My program took us to Amsterdam in the early part of November. Here are a few thoughts I wrote down then that still apply today.
Being in Amsterdam is a bit of a challenge. For me, it serves as a reality check, and a way for me to figure out how it will be for me to return home. In fact, this, above all else, is my biggest fear: how difficult it will be to reintegrate into what I call home. When thinking about it, I’m surprised that this is something that I actually fear. Don’t I always adapt well? Don’t I always give 100% to everything that I am involved in? What could possibly make me feel like I’m not going to be exactly 100% involved in my own life when I return?
Perhaps this 100% is exactly what is causing me to feel anxious. Since I give it all every time and in every situation, I have observed everything, absorbed everything, tried everything, lived everything, thought everything, and walked every way that I possibly can. In Rabat, this has resulted in my embracing a critical but cautious love for the city and country. I wouldn’t say that it is without flaws, but this understanding has grown over the course of a few months that I have become comfortable with the way it is and, most importantly, with the way I see it.
On the other hand, Amsterdam has not been the same. Perhaps because I don’t have the same amount of time, or have come in with low expectations, or have altogether not decided to be intentional and active about how I will analyze this place, I now find myself in a space where I do not necessarily enjoy this environment. It might be the first real case of culture shock I have experienced on the trip.

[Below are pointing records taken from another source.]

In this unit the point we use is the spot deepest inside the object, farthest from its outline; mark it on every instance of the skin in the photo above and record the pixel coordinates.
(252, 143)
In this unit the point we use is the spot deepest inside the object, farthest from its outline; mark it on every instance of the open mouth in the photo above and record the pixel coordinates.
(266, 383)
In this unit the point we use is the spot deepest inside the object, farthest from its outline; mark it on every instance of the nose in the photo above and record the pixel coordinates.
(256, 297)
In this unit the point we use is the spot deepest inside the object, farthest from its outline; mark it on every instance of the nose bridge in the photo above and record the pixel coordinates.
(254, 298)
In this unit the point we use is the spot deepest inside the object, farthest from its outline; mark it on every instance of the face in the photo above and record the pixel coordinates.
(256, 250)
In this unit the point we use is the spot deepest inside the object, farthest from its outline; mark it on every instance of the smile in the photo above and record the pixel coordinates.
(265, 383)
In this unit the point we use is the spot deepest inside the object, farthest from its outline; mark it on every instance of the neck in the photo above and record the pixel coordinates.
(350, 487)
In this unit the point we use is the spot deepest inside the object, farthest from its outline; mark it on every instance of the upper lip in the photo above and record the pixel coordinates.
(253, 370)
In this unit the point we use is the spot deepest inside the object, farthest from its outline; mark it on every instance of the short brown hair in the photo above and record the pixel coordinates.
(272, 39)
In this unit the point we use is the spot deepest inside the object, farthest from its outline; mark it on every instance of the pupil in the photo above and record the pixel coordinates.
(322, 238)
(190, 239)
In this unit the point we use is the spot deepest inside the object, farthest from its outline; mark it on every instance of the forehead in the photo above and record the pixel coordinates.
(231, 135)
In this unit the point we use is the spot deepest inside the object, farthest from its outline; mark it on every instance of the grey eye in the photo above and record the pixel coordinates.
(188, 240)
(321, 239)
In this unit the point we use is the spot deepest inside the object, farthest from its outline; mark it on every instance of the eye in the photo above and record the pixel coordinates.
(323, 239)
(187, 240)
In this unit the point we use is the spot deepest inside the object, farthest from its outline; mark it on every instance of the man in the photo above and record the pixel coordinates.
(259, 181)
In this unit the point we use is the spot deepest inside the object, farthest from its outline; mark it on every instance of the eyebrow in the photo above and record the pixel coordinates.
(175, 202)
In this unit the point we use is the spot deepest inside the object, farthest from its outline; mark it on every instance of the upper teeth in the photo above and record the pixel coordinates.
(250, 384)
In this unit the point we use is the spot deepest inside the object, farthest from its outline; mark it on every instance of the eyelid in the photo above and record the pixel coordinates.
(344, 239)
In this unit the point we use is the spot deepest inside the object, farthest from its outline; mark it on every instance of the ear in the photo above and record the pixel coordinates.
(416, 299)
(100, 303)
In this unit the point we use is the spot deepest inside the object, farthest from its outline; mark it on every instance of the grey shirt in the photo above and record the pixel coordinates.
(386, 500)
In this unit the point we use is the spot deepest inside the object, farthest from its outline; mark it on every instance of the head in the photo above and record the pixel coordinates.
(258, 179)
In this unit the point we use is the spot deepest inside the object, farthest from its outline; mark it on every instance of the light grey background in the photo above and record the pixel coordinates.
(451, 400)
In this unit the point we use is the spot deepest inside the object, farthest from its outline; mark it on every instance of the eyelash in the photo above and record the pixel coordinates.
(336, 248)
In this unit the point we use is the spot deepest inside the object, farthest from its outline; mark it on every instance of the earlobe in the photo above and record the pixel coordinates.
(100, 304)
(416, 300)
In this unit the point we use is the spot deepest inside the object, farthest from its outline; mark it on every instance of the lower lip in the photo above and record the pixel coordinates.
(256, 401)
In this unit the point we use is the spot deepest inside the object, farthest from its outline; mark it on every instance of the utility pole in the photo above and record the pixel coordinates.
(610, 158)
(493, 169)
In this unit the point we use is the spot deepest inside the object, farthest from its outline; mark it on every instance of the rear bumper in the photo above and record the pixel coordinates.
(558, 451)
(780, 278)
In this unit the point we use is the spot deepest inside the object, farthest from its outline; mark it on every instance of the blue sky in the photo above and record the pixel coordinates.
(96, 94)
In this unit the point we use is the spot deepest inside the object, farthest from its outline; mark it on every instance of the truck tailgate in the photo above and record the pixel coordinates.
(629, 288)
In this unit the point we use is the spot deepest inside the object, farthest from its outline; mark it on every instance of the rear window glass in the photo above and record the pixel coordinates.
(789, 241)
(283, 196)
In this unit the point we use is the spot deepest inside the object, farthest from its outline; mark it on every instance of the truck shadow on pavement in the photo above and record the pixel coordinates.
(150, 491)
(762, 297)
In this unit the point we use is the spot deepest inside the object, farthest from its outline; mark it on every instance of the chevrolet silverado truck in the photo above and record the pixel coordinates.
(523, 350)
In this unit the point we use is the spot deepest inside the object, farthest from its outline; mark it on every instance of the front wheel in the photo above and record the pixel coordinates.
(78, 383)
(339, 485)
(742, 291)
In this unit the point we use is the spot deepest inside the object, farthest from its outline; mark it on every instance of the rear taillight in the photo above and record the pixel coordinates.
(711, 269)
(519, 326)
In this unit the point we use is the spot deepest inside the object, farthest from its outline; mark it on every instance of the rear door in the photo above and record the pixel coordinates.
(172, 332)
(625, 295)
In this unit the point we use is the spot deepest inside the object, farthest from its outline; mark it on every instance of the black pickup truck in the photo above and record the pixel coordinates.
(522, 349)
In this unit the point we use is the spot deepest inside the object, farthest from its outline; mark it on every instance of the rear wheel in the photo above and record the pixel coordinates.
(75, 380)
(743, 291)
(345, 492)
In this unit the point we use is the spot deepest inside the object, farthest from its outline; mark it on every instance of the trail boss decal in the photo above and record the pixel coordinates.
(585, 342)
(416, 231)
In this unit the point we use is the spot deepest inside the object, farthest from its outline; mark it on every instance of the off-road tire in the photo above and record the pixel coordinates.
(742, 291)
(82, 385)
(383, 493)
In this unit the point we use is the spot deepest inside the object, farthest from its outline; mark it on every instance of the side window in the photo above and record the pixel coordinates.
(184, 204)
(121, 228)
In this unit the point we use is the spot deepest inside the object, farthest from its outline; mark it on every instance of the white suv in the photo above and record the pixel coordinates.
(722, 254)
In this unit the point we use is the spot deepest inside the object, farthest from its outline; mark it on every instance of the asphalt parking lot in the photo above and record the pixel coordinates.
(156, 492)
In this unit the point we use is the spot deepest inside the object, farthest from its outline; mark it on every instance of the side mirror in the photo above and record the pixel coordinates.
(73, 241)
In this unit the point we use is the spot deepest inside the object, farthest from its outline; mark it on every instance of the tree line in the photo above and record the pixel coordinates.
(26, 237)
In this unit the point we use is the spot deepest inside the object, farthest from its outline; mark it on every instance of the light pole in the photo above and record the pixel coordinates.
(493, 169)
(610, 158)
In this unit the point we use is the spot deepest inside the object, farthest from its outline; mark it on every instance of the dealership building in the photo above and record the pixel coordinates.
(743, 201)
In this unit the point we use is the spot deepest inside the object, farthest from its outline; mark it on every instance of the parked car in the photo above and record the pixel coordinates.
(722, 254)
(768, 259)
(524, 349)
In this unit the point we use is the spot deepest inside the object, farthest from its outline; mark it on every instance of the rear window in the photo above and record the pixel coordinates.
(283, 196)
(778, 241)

Shocking, isn’t it, that I am most disconnected from the environment that is, in many respects, most similar to my home. The liberalism, language, location, and culture are very close to what we have in the US. But, perhaps because I was not prepared for the possibility of culture shock here, I have been taken by surprise. It is a good thing that this has happened and continues to happen, because I am hopeful that it will be a precursor for what I am going to experience at home after returning. I will now, because of this experience, be more prepared to ensure that I am fully engaged, to analyze my society in as critical and loving a way as I have been doing in Morocco thus far, and to achieve the balance that I will undoubtedly need between the ways that I have been and the ways that I will be.
In the end, life is not supposed to be easy. It pushes us, shapes us, and makes us. This trip certainly falls into all those categories for me, and I will be a greater person for it. I simply need to figure out how that will manifest itself upon my return and how I will need to embrace its challenges. Home will have to become another place that I look at uncomfortably for a while, until I can see it for the beauties and uglies that it contains. The trick will be staying as busy as possible for as long as possible. Anything less will give me too much time to think, too much time to reminisce, and too much time to live in the past. I can only hope that I will not, regardless of how much free time there is, be among the memories. Here and now forever.